Poster session II Clinical obstetrics, diabetes, labor, medical-surgical-disease, physiology/endocrinology, prematurity: Abstracts 237 - 386| Volume 208, ISSUE 1, SUPPLEMENT , S125, January 01, 2013

274: Association of the Pro12Ala polymorphism of PPARγ2 with mild gestational hyperglycemia and gestational diabetes


      To determine the prevalence of the Pro12Ala polymorphism in pregnant women with normoglycemia, mild gestational hyperglycemia, and gestational diabetes (GDM).

      Study Design

      Diagnosis of GDM was made using the 100g oral glucose tolerance test according to the ADA criteria. Gestational hyperglycemia was diagnosed using the glycemic profile test, during which a standardized 2,840 calorie diet is administered across five meals, with measurement of glucose levels fasting and two hours following each meal. Mild gestational hyperglycemia was diagnosed with one or more abnormal values of fasting glucose >90 mg/dL or postprandial glucose >130 mg/dL. Genotyping for the Pro12Ala allele was performed on DNA from maternal serum samples by the RFLP method using the BstU1 restriction endonuclease. Patients were classified as Pro/Pro homozygotes (single 244 base pair (bp) segment), Pro/Ala heterozygotes (244, 223, and 21 bp segments), or Ala/Ala homozygotes (223 and 21 bp segments). Genotype frequencies were compared between groups using the Chi-Square test with p<0.05 for statistical significance.
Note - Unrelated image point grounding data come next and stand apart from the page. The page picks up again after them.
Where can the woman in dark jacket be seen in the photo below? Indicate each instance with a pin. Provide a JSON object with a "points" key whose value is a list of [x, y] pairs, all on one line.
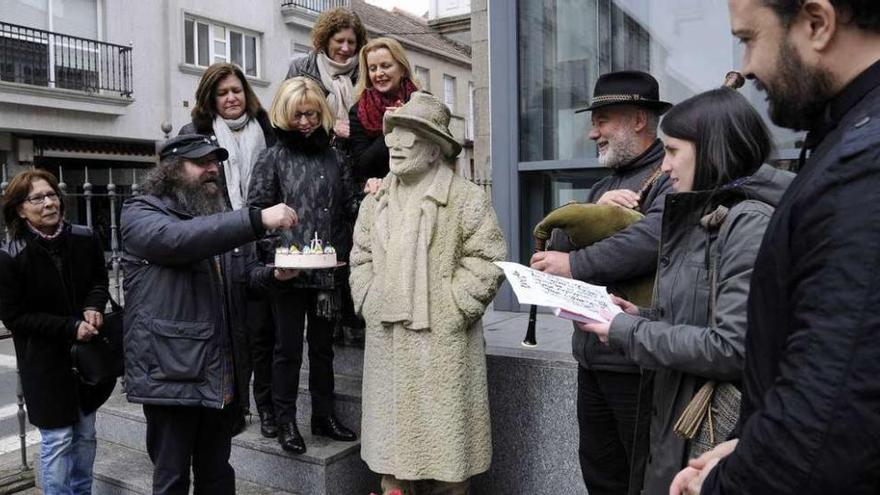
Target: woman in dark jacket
{"points": [[384, 84], [333, 63], [305, 172], [712, 227], [228, 110], [53, 291]]}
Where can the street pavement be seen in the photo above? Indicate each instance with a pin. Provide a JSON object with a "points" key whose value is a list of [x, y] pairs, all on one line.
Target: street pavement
{"points": [[9, 432]]}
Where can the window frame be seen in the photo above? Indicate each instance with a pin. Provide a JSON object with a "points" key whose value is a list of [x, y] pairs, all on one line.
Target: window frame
{"points": [[446, 93], [191, 57]]}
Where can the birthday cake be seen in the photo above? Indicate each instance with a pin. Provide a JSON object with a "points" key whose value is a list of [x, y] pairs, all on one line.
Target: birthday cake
{"points": [[314, 255]]}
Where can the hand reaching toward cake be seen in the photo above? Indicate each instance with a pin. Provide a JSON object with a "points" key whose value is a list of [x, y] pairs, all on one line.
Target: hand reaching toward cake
{"points": [[279, 216]]}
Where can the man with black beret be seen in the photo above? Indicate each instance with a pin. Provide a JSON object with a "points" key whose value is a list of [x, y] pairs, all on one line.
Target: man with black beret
{"points": [[614, 397], [188, 263]]}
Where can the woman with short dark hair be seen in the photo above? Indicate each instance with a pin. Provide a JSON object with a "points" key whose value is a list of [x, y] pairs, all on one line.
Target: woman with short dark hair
{"points": [[716, 145], [333, 63], [228, 110], [53, 291]]}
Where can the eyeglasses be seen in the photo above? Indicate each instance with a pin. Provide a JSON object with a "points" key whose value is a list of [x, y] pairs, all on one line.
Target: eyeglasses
{"points": [[401, 139], [39, 199], [309, 115]]}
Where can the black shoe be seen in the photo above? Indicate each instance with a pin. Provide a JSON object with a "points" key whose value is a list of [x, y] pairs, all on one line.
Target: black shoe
{"points": [[290, 439], [329, 426], [240, 423], [268, 426]]}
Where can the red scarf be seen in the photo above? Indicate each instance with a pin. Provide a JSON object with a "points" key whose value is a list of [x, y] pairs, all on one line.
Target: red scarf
{"points": [[372, 105]]}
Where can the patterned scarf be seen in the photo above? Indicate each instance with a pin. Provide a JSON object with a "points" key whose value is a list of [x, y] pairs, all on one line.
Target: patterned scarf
{"points": [[372, 105]]}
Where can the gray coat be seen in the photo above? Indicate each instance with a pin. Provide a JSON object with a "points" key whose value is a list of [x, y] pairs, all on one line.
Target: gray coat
{"points": [[682, 345], [180, 314], [630, 253]]}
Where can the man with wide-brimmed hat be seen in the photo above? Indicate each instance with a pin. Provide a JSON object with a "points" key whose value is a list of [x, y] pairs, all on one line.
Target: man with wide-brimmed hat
{"points": [[626, 109], [421, 276]]}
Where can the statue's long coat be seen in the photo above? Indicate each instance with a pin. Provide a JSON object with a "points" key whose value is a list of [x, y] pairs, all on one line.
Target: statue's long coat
{"points": [[425, 400]]}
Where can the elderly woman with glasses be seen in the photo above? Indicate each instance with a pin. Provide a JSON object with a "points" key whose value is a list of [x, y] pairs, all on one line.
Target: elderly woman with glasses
{"points": [[305, 172], [53, 291]]}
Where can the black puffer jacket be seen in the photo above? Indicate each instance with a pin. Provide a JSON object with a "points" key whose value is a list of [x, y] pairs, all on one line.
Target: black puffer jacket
{"points": [[42, 307], [181, 314], [630, 253], [310, 177], [810, 417]]}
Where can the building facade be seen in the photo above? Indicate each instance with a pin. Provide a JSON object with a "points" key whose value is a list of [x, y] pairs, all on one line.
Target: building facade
{"points": [[87, 87], [544, 59]]}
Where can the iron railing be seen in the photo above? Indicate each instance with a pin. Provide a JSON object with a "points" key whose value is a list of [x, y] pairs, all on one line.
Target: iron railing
{"points": [[44, 58], [316, 6]]}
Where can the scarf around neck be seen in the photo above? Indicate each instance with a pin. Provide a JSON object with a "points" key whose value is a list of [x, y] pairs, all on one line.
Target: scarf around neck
{"points": [[372, 105], [336, 78], [244, 140], [406, 232]]}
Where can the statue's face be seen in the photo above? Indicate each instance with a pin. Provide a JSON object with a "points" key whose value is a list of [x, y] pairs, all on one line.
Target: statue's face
{"points": [[410, 154]]}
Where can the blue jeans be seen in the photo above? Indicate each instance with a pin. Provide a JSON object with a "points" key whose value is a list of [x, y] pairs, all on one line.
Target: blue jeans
{"points": [[66, 457]]}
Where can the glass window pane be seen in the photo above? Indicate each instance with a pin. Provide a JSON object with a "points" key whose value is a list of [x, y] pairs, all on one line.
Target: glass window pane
{"points": [[31, 13], [236, 48], [449, 92], [565, 44], [250, 58], [204, 57], [220, 49], [189, 41], [75, 17]]}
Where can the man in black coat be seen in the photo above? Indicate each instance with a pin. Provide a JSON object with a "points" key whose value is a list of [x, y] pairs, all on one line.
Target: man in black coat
{"points": [[810, 420], [188, 265], [613, 428]]}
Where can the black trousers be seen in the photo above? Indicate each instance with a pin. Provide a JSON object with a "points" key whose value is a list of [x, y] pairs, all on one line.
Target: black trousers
{"points": [[614, 436], [291, 309], [261, 327], [180, 437]]}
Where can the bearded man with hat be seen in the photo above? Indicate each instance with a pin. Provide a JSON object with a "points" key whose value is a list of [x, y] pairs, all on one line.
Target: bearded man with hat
{"points": [[422, 274], [188, 264], [614, 429]]}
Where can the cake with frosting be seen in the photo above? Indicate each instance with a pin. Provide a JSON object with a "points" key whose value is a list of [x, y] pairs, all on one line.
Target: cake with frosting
{"points": [[313, 255]]}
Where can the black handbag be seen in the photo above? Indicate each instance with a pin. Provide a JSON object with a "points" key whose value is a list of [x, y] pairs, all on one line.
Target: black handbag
{"points": [[100, 360]]}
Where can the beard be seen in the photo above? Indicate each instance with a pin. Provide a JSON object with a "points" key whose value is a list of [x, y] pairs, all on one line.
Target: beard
{"points": [[797, 96], [622, 149], [198, 197], [417, 164]]}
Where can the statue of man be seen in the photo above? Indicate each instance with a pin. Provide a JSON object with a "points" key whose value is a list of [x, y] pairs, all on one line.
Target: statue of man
{"points": [[421, 276]]}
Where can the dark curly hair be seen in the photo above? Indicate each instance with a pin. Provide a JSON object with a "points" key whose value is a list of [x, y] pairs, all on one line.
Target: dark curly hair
{"points": [[865, 14], [331, 22], [205, 109], [17, 192]]}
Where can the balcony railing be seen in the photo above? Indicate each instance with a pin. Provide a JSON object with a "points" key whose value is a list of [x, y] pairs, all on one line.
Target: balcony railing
{"points": [[43, 58], [316, 6]]}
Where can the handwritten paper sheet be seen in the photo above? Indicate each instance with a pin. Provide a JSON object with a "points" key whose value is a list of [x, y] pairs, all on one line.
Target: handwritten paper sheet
{"points": [[570, 299]]}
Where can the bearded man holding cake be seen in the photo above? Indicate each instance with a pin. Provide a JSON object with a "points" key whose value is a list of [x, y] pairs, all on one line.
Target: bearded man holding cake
{"points": [[303, 171], [422, 274]]}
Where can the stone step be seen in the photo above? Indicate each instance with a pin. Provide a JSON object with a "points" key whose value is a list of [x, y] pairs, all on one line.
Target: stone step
{"points": [[328, 467], [347, 404], [347, 360], [123, 471]]}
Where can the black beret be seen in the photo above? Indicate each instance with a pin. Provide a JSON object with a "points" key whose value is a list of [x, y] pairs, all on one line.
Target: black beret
{"points": [[192, 146]]}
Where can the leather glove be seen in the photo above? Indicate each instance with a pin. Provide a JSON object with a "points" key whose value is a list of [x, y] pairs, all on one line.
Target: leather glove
{"points": [[327, 304]]}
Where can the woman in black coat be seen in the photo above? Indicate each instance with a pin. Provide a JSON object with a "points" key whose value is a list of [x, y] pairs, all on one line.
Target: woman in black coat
{"points": [[228, 110], [305, 172], [53, 291]]}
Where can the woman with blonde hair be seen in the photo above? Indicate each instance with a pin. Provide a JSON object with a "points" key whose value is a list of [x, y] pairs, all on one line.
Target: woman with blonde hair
{"points": [[333, 61], [305, 172], [385, 83]]}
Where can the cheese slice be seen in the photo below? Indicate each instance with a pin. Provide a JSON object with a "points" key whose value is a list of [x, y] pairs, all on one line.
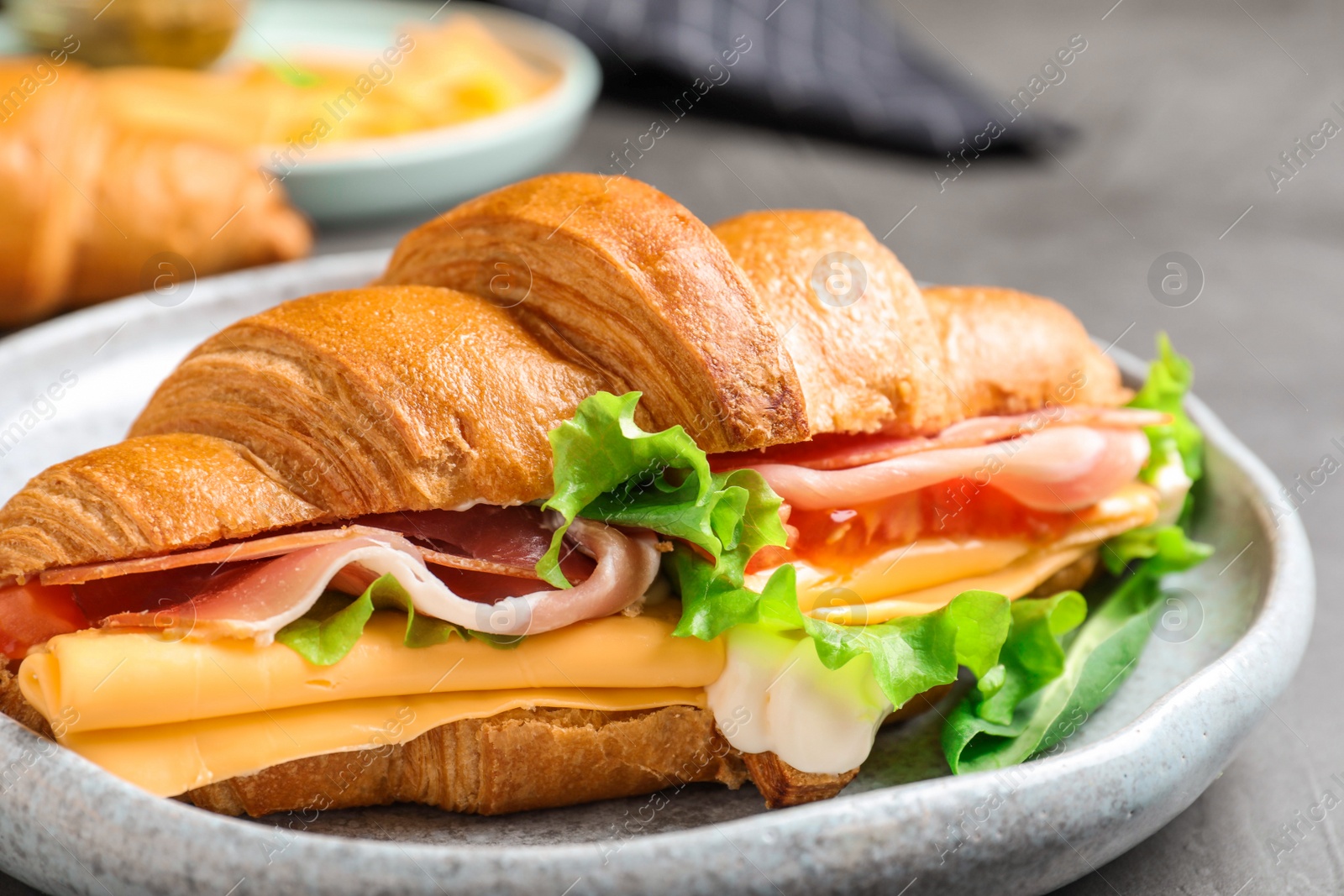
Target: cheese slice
{"points": [[1016, 579], [175, 758], [98, 679], [927, 574]]}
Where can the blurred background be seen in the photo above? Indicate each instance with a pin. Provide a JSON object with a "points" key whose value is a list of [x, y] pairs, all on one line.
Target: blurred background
{"points": [[1153, 165]]}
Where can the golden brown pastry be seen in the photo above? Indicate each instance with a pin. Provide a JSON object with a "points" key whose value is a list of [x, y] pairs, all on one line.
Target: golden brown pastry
{"points": [[635, 284], [87, 204], [1011, 352], [857, 327], [512, 762], [333, 406], [417, 396], [874, 354]]}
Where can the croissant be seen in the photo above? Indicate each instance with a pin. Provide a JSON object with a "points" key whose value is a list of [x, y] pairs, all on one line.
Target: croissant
{"points": [[436, 389], [890, 356], [886, 358], [91, 210]]}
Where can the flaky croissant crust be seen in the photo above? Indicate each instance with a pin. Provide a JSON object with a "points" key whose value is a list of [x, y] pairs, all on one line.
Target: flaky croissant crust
{"points": [[403, 398]]}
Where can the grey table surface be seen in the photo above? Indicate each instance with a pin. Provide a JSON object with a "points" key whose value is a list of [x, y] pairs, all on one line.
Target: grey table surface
{"points": [[1182, 109]]}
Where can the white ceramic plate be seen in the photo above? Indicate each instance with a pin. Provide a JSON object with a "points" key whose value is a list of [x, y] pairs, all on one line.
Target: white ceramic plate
{"points": [[67, 826]]}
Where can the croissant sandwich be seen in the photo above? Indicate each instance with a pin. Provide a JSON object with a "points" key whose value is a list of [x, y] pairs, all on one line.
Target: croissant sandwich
{"points": [[585, 499]]}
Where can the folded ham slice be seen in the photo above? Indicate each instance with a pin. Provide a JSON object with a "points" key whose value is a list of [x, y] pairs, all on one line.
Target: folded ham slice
{"points": [[837, 452], [1061, 468], [266, 597]]}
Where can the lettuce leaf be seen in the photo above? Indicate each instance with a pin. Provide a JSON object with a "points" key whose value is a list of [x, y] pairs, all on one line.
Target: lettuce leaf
{"points": [[991, 734], [1054, 679], [329, 629], [911, 654], [1169, 378], [611, 470]]}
      One hundred fifty-one pregnant women were included in the study. Fifty-four women were normoglycemic, 32 had mild gestational hyperglycemia, and 65 were classified as GDM. There were no Ala/Ala homozygotes in any group. The frequency of Pro/Ala heterozygotes was significantly lower in women with mild gestational hyperglycemia relative to normoglycemic women (9.4% vs. 17.3%, p<0.05), and in women with GDM relative to normoglycemic women (10.9% vs. 17.3%, p<0.05). The frequency of heterozygotes did not differ between patients with mild gestational hyperglycemia and GDM.


      The prevalence of Pro12Ala was higher among normoglycemic women, suggesting that this polymorphism may be protective against hyperglycemia in pregnancy. Further investigation is needed to elucidate the effect of this polymorphism on adverse maternal and neonatal outcomes associated with these conditions.